Most recent article: Mexican Peso recovery falters as investors shrug off Banxico's intervention warning
- Mexican Peso counterattacks, snapping two days of losses.
- Banxico Governor Victoria Rodriguez Ceja assures intervention if Peso exhibits “atypical behavior or extreme volatility.”
- Greenback weakens against Peso despite Fed's unchanged rates and revised projections with US economic data showing mixed signals.
The Mexican Peso recovered some ground on Thursday and appreciated by 1.45 % following a verbal intervention by the Bank of Mexico (Banxico). Governor Victoria Rodriguez Ceja commented that the Bank is ready to step in if the Peso shows “atypical behavior or extreme volatility.” The USD/MXN trades at 18.45, at new two-day lows.
Mexico’s economic docket remains absent for the rest of the week, with traders awaiting the release of Aggregate Demand, Private Spending, and Retail Sales data next week. However, the USD/MXN exchange rate continues to be driven by political uncertainty about the changes to the Mexican Constitution that threaten the state of law.

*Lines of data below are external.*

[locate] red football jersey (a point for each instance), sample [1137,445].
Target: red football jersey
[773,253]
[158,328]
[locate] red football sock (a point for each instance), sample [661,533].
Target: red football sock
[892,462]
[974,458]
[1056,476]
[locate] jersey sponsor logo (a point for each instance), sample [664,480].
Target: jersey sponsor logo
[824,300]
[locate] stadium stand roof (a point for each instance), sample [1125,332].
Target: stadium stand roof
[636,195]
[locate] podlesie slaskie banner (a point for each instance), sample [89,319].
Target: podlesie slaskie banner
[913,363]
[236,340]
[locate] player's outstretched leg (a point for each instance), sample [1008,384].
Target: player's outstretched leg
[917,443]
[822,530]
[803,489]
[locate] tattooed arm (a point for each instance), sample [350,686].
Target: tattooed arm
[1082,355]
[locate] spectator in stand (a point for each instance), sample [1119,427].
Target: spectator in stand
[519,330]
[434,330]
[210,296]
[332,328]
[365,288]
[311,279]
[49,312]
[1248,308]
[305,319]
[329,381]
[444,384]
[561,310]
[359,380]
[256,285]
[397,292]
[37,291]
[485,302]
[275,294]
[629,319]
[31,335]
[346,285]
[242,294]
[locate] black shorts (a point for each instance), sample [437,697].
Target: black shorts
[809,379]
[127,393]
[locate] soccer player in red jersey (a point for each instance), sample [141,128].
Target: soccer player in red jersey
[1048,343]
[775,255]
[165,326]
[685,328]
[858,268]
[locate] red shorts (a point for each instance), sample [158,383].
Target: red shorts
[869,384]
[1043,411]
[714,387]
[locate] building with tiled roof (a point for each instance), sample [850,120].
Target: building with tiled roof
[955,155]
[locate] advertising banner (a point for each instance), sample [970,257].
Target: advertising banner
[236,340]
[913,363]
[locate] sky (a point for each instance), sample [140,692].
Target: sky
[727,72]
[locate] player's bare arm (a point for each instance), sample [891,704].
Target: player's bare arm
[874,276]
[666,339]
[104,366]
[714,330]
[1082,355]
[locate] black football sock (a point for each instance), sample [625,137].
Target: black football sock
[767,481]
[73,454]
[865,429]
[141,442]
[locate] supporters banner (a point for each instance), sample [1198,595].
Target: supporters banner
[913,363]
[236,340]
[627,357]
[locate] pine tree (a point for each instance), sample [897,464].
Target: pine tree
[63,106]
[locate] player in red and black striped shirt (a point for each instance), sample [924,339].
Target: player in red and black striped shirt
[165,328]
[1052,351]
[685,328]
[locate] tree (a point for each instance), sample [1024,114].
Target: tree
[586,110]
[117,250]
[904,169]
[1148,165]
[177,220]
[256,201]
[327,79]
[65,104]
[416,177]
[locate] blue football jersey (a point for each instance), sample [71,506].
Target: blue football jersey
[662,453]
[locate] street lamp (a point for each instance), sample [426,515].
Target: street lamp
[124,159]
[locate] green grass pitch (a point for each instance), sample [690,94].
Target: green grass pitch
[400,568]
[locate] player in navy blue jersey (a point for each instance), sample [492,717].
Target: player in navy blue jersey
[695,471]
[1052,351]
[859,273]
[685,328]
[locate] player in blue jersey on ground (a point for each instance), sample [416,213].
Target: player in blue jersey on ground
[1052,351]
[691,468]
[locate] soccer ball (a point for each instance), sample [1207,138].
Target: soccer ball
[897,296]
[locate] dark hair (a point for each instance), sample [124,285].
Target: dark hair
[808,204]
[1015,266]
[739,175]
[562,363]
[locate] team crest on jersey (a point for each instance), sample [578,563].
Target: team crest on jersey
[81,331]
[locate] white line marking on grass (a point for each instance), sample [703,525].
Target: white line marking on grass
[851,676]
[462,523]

In the meantime, on Wednesday, Banxico’s Governor Victoria Rodriguez Ceja commented that the Mexican central bank remains attentive to the USD/MXN exchange rate and insisted that policymakers are not trying to defend a specific level.
Aside from this, the Greenback is on the back foot against the Mexican currency even though the US Federal Reserve (Fed) held rates unchanged and adjusted their projections for future monetary policy. Fed Chair Jerome Powell and the central bank’s governors estimate one interest rate cut in 2024 instead of the three projected by the dot plot since December 2023.
Meanwhile, US economic data showed that prices paid by producers in May were virtually unchanged compared to April, while the number of Americans filing for unemployment benefits exceeded estimates.
Daily digest market movers: Mexican Peso on defensive amidst political uncertainty
- In February 2024, AMLO put forward several proposals to the Mexican Congress. These include a Supreme Court reform that suggests electing Supreme Court ministers through popular vote; an electoral reform aimed at electing electoral commission councilors by popular vote and reducing multi-member representation; and a reform of autonomous bodies that proposes dissolving the transparency body.
- Mexican Peso depreciation could weigh on the Bank of Mexico's (Banxico) decision to ease policy on June 27 despite last month’s dip in core prices. Therefore, keeping interest rates higher could prompt deceleration in the economy and increase the odds of a possible recession.
- Morgan Stanley noted that if Mexico’s upcoming government and Congress adopted an unorthodox agenda, it would undermine Mexican institutions and be bearish for the Mexican Peso, which could weaken to 19.20.
- The US Department of Labor revealed that the Producer Price Index (PPI) in May was 2.2% YoY, below estimates of 2.5%, and a tenth below April’s 2.3%. Core PPI for the same month expanded 2.3% YoY, beneath the consensus and the previous reading of 2.4%.
- The latest US inflation report increased the odds for a Fed rate cut in September, according to the CME FedWatch Tool, from 46.7% to 60.5%.
- December’s 2024 fed funds futures contract hints that investors expect 38 basis points of rate cuts by the Fed through the end of the year.
Technical analysis: Mexican Peso advances as USD/MXN slides below 18.60
The USD/MXN uptrend remains intact despite retreating toward the 18.50s region, which could be seen as buyers taking a respite as the Relative Strength Index (RSI) turned overbought. Despite that, momentum favors further upside after the exotic pair cleared strong resistance levels, opening the door for higher spot prices.
The USD/MXN's next resistance would be the year-to-date high of 18.99, followed by the March 20, 2023, high of 19.23. A breach of the latter will sponsor an uptick to 19.50, ahead of the psychological 20.00 mark.
On the other hand, sellers must push the USD/MXN back below the April 19 high of 18.15 if they want to keep the pair within the 18.00-18.15 trading range.